Java vulnerabilities continue to crop up with Java 7, Update 11 release


Polish security research firm Security Explorations announced on Friday that it had submitted two new Java vulnerabilities, along with proof-of-concept code, to Oracle, making it clear that significant security issues remain in Java even after last week's patch. In a post to the Full Disclosure list, Security Explorations CEO Adam Gowdiak said, "We have successfully confirmed that a complete Java security sandbox bypass can be still gained under the recent version of Java 7, Update 11."
This was the final negative development in what was a tough week for Java's reputation. Toward the end of the week, the Java story even intersected in a small way with the week's other large story, the Red October barrage exposed by Kaspersky Labs. An Israeli firm, Seculert, determined that at least one previously identified Java exploit was used in Red October's arsenal of exploit code.

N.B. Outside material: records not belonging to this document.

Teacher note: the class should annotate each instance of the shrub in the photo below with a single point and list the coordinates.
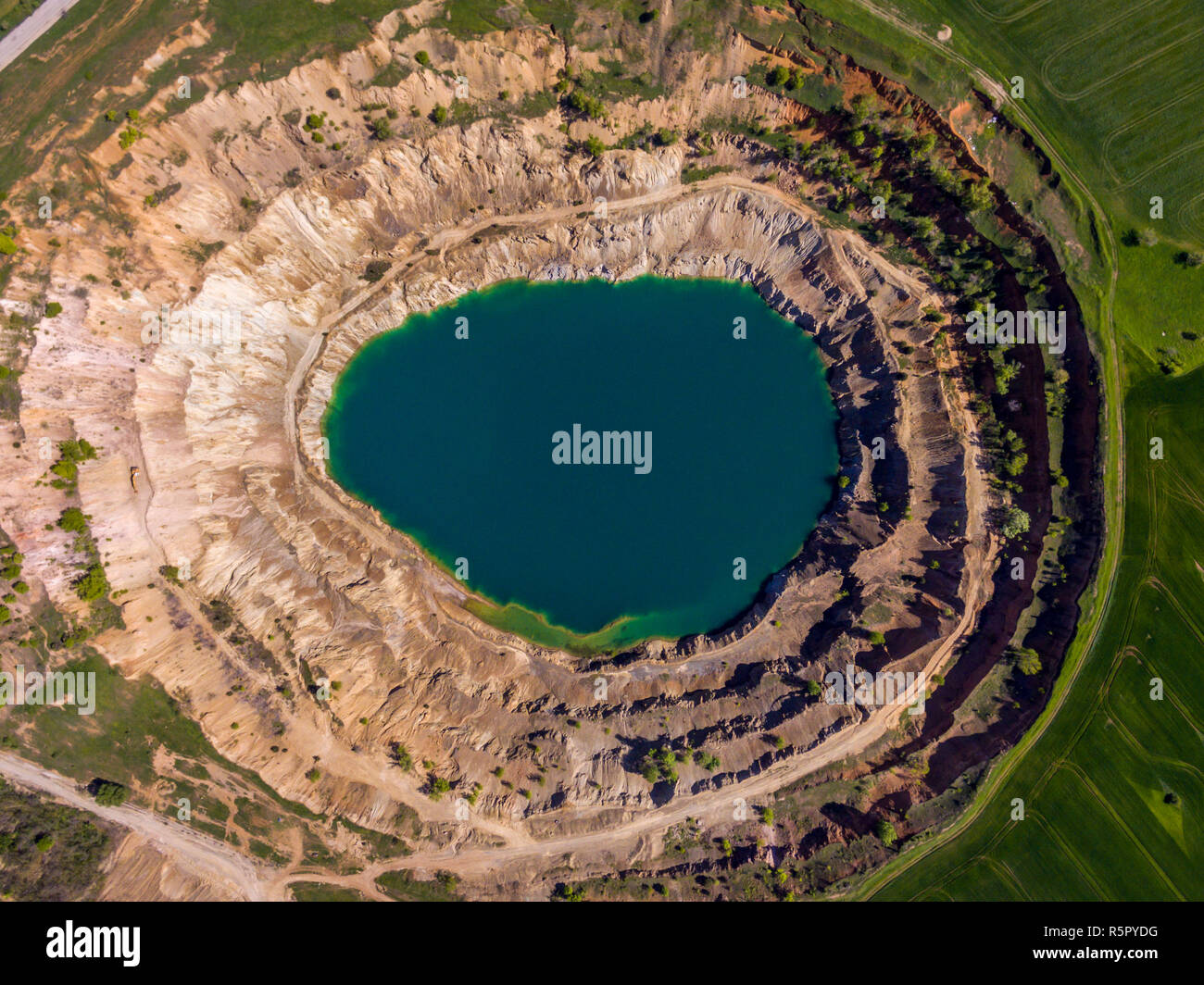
(1015, 521)
(72, 520)
(92, 584)
(1028, 661)
(108, 793)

According to a Seculert blog entry:
After investigating the command-and-control servers used in the "Red October" campaign, Seculert identified a special folder used by the attackers for an additional attack vector. In this vector, the attackers sent an email with an embedded link to a specially crafted PHP webpage. This webpage exploited a vulnerability in Java (CVE-2011-3544).

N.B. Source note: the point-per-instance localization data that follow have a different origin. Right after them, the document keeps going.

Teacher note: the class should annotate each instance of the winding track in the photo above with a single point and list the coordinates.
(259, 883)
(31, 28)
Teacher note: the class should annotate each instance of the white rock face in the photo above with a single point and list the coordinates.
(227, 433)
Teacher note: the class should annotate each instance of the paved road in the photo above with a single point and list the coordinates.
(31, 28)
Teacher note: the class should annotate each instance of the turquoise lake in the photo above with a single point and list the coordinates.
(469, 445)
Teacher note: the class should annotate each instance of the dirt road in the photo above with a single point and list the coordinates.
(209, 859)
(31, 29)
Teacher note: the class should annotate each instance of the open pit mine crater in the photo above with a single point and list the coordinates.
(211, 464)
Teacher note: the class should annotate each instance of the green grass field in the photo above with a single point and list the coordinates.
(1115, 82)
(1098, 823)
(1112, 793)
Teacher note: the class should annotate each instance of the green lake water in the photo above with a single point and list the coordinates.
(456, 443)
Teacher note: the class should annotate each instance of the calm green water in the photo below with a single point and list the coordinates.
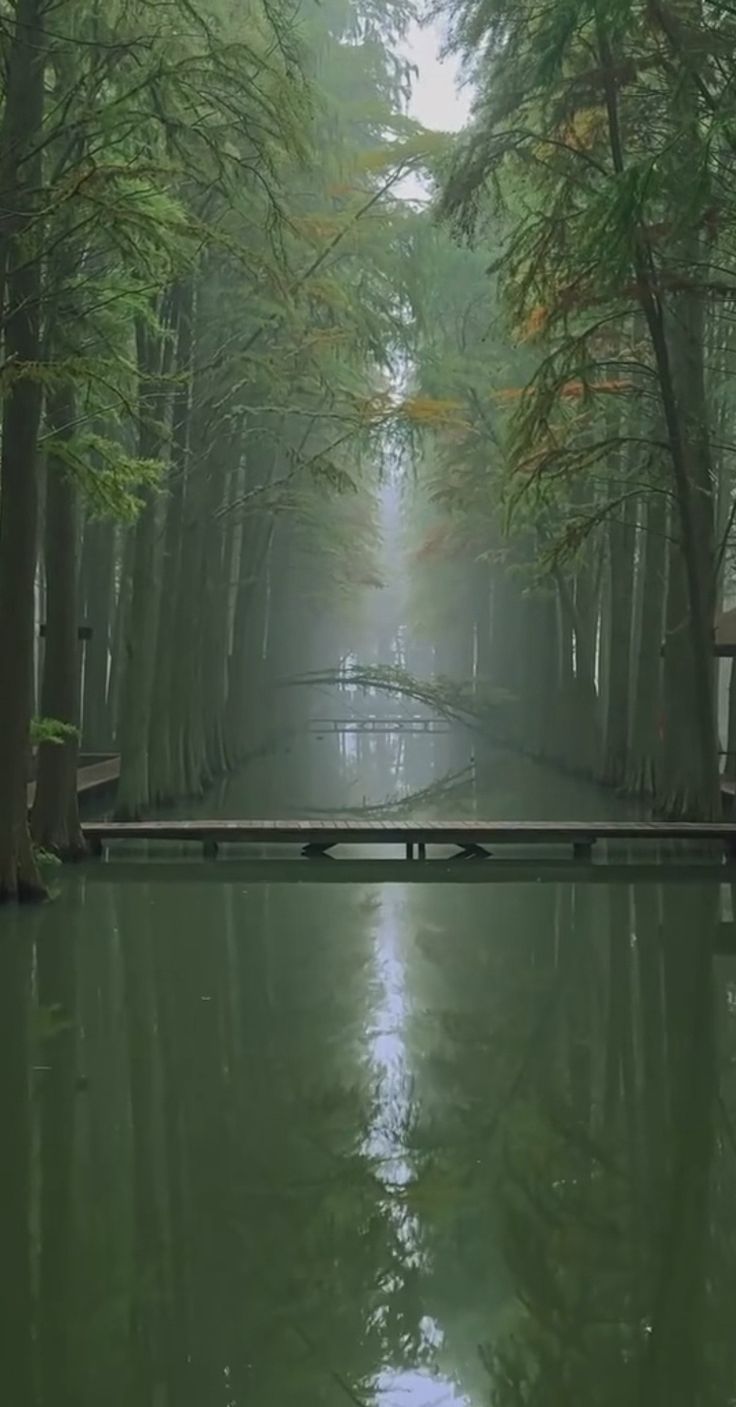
(376, 1144)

The entry goes on to explain that this vulnerability had been known (as the CVS entry indicates) since 2011 and was, at least theoretically, old news by the time it was compiled into a Java JAR file in February of 2012.
The Seculert analysis came on the heels of DHS continuing to recommend that users disable Java on their computer, even though Oracle issued a patch. The update, issued January 14, said that "new Java vulnerabilities are likely to be discovered. To defend against this and future Java vulnerabilities, consider disabling Java in Web browsers until adequate updates are available." The first two of those "future Java vulnerabilities" surfaced the very next day, courtesy of Security Explorations.

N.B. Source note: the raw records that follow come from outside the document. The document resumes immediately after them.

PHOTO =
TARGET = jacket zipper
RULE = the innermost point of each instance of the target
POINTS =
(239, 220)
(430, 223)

For those who have disabled Java, there is some reluctance to turn it back on any time soon. HD Moore, chief security officer at Boston-based Rapid7 and chief architect of Metasploit, said "the reasoning is that it took Oracle a year just to handlesome of the privilege escalation cases reported by Security Explorations. At this rate, it may be another two years before this class of bugs is fully eradicated from the code base."
Part of the problem with Java, Moore noted, is that the approach it takes with its version of sandboxing is long in the tooth: "The Java sandbox was designed when the threat to desktop users was very different. The current generation of sandboxes (Chrome, Adobe, IE) are implemented one level higher --restricting what the sandboxed process can do and not trying to enforce all of the logic within the runtime itself. Java's sandbox is still of the older variety, all it takes is one logic flaw, or some form of memory corruption, to go from a webpage to running code in the context of the user." He pointed to an example where Windows 8, even though it "made a number of improvements in the area of browser security," still falls prey to the current Java flaws and yields a remote shell.
Significant security issues notwithstanding, experts said that asking IT to walk away from Java for any length of time isn't necessarily doable.
Hilik Kotler, co-founder and EVP of product development for Promisec, said recommending that key software tools simply be abandoned isn't a workable strategy. "This week it's Java, but two weeks ago it was Internet Explorer, and two months ago it was Adobe that couldn't be used safely." Kotler believes that managing vulnerabilities shouldn't mean changing the work environment that one's employees are used to. Recommending that software not be used, he said, "is the easiest solution when you don't have the right tools."